Je fais relai car il y a du tirage si je continuais. Je repars dans du III+ et je fais une bonne vingtaine de mètres sans pouvoir protéger. Pas facile d'oublier les conséquences en cas de chute mais c'est la bonne attitude pour passer. Je pose une sangle sur un bloc sans certitude qu'il tienne et j'arrive 2m plus haut à mettre un friend même si c'est celui que j'ai mis au relai précédent qui aurait mieux convenu. Je fais relai sur un becquet pourvu d'une cordelette que je renforce et je fais venir Jo.

Je voulais continuer mais pour gagner du temps, Jo repart en réversible puis je pars en corde tendue et nous arrivons au sommet, quasiment en courant si nos pieds n'étaient pas du métal chauffé à blanc.

Difficile de réaliser complètement au sommet, même s'il a une place particulière. Nous nous congratulons sous le regard d'un couple, bienheureux qui va bivouaquer sur la plus haute cime des Pyrénées Françaises.

Nous changeons de pneus, buvons intensément et quelques graines: il est 17h45, nous n'avons quasiment rien mangé mais l'habitude nous fait dire qu'on a encore de la marge. La descente va être encore longue, nous téléphonons au refuge pour prévenir de notre retard pour le souper avec le peu de réseau qu'il est possible d'avoir.

Nous cherchons la descente car c'est bien raide et ça serait bête de s'en mettre une maintenant. Nous ne connaissons en effet que la descente enneigée et pas en cette saison! Un peu de lecture terrain, un passage délicat, certainement pas le plus simple en désescalade et nous voici sur le glacier. On s'encorde même s'il semble débonnaire et nous descendons à bonne allure, même si Jo commence à être attaqué physiquement et au dos. A cela, nous partageons également un bon mal de pied tenace.

A la fin du glacier, il faut retirer les crampons puis louvoyer dans les dalles pour éviter les parties raides. Nous trouvons les cairns ce qui simplifie la progression. Parvenu sous la traversée du petit Vignemale, j'attends Jo et je re-nok les pieds. Jo prends un petit éclat moral quand il voit la remontée qui nous attend.

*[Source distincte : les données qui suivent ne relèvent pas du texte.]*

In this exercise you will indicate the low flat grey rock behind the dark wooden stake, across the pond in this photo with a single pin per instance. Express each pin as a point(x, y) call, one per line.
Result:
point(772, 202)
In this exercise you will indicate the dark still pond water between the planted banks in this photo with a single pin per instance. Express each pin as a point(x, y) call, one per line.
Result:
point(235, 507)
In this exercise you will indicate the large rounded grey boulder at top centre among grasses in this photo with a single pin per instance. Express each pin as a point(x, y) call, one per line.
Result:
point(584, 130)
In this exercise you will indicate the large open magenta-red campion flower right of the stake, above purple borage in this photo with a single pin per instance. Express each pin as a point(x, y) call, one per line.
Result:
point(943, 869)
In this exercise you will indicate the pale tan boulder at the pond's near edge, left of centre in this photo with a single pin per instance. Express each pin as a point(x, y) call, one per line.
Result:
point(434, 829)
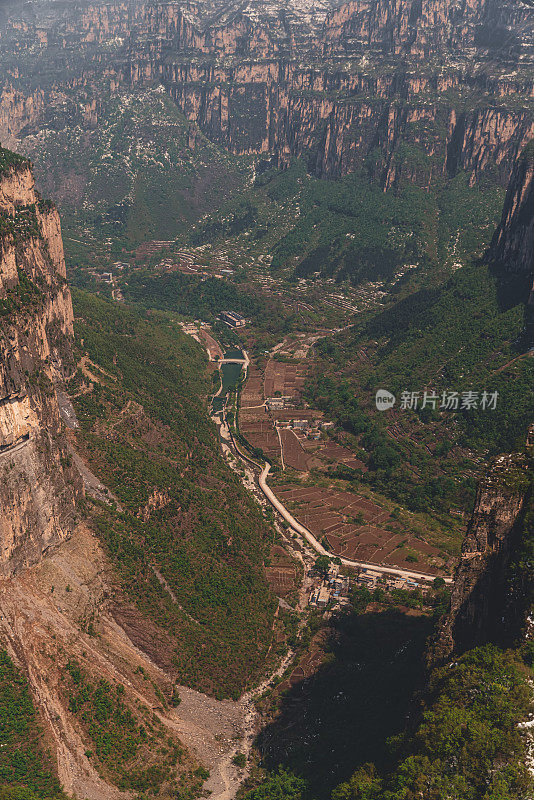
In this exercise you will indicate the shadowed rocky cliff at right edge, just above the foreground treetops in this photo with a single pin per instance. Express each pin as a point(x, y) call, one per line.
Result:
point(480, 609)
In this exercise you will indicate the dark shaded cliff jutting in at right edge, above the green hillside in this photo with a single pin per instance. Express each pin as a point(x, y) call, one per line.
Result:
point(512, 248)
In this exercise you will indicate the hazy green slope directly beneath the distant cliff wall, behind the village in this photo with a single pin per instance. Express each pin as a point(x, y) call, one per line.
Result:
point(351, 229)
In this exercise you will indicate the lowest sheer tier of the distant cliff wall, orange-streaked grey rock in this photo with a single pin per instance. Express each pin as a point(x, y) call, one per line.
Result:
point(402, 128)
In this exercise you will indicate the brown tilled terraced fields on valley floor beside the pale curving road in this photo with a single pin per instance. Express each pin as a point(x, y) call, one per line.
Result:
point(354, 526)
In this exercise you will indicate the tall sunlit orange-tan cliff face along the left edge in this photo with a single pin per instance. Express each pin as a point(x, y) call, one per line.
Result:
point(38, 484)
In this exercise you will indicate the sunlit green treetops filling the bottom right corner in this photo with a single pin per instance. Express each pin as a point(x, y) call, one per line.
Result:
point(467, 744)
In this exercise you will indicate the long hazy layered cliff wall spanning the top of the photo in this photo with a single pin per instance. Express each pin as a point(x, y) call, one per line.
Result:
point(410, 90)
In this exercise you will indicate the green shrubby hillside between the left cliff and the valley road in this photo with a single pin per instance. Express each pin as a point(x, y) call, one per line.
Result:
point(186, 519)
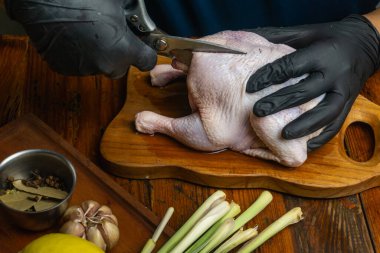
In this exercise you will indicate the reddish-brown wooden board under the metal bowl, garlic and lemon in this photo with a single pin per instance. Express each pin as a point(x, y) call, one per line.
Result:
point(136, 222)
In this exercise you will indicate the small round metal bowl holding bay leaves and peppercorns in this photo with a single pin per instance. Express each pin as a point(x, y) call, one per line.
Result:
point(37, 185)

C'est plus facile pour moi qui a bien en tête celle-ci, l'ayant faite en mode brassage dans une neige pourrie au mois d'Avril.

J'encourage mon partenaire, trouvant toujours une bonne blague ou une histoire pour égayer notre retour un chouia galère. A la Hourquette d'Ossoue, nous en terminons avec le D+ et avec nos 6L d'eau du jour. La descente est bien longuette mais la météo est parfaite, c'est déjà ça, nous assistons à un superbe coucher de soleil. Nous continuons sans frontale jusqu'à 21h mais Jo qui ouvre la descente commence à ne plus y voir suffisamment. Encore 15mn sur un chemin loin d'être "à poussettes" et nous débarquons au refuge.

Le premier petit bonheur est d'enlever chaussures/chaussettes puis de se rafraîchir le gosier. On laisse les sacs à plus tard et nous partons manger pour ne pas faire plus attendre les gardiens. On s'attable et bien vite, la fatigue arrive avec l'arrêt de la tension physique et mentale... nous sommes malgré tout encore relativement frais et nous dégustons avec application le menu du soir.

Il est 22h passés et la décision est prise de ne pas enchainer le lendemain avec l'éperon Nord du petit Vignemale, Jo cassé d'un peu partout et ma pomme avec mes pieds en feu. Nous redescendrons tranquillement après une nuit plus longue qu'à l'accoutumée, le contrat est déjà largement rempli avec cette superbe course.

Un grand merci à Jo pour cette sortie, pour tous les passages en tête où la technique pure de grimpe n'est rien sans la maîtrise du terrain d'aventure.

Une sortie magique, rêvée... il va falloir maintenant du temps pour bien en réaliser l'ampleur, après être resté hyper concentré sur toute la course.